The first round of Ecuador's presidential election took place on Sunday
Credit: Rodrigo Buendia/AFP
An effort to sway Ecuador’s presidential election with a faked video of Left-wing guerillas endorsing a candidate has been undone by the most unlikely of sources: the whistle of a ground-dwelling bird.
The video showed armed, masked men in front of an ELN flag – the largest still-active guerilla group in Colombia – declaring their support for the Left-winger Andrés Arauz, in an apparent attempt to link him to violence and instability.
The video purported to have been filmed in the Colombian jungle, but the piercing avian whistle alerted Manuel Sanchez, an ornithologist and bird guide, to something amiss.
The short, rising tweet audible in the background was, Mr Sanchez said on Twitter, that of the pale-browed tinamou, a bird native to Ecuador and not found in Colombia.
A continuación unos 2 que 3 tuits para demostrar que el vídeo donde supuestamente el ELN apoya a Correa/Arauz es trucho.
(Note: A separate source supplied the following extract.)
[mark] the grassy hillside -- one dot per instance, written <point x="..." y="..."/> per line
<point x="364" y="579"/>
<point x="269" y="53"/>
El escenario donde están los 3 tipos debido a los cantos de las aves es bosque seco tumbesino del occidente de Ecuador, no es Colombia #ornitología pic.twitter.com/w91C0dSaKC
— Manuel Sánchez N. (@ClandestineBird) February 2, 2021
Rather than an ELN jungle lair, the three men were, in fact, in the endangered dry forests of Ecuador’s far-western Tombesina region.
“I recognised the whistle instantly and I knew that the video could not have been filmed in Colombia,” he told The Guardian.
Mr Sanchez also claimed that he’d identified the calls of Ecuadorian thrush and the scrub blackbird in the video.
In Latin America, Left-wing candidates are often linked by their opponents to violent guerillas and the Leftist regimes of Venezuela and Cuba.
Ecuador held the first round of its presidential elections on Sunday, with Mr Arauz emerging in first place but well short of the overall majority needed to avoid a run-off.
He is the chosen candidate of former president Rafael Correa, who lives in Belgium and was last year jailed in absentia for eight years after being found guilty of corruption.
Mr Correa’s previous hand-picked successor, Lenin Moreno, was elected president in 2017 but tacked to the centre and undid much of Mr Correa’s legacy.
Yaku Perez, an indigenous leader and surprise contender, led the race for the second spot in the run-off vote by less than 0.25 per cent of the vote as of Tuesday afternoon. Guillermo Laso, a conservative, was in third.
The runoff will take place on April 11.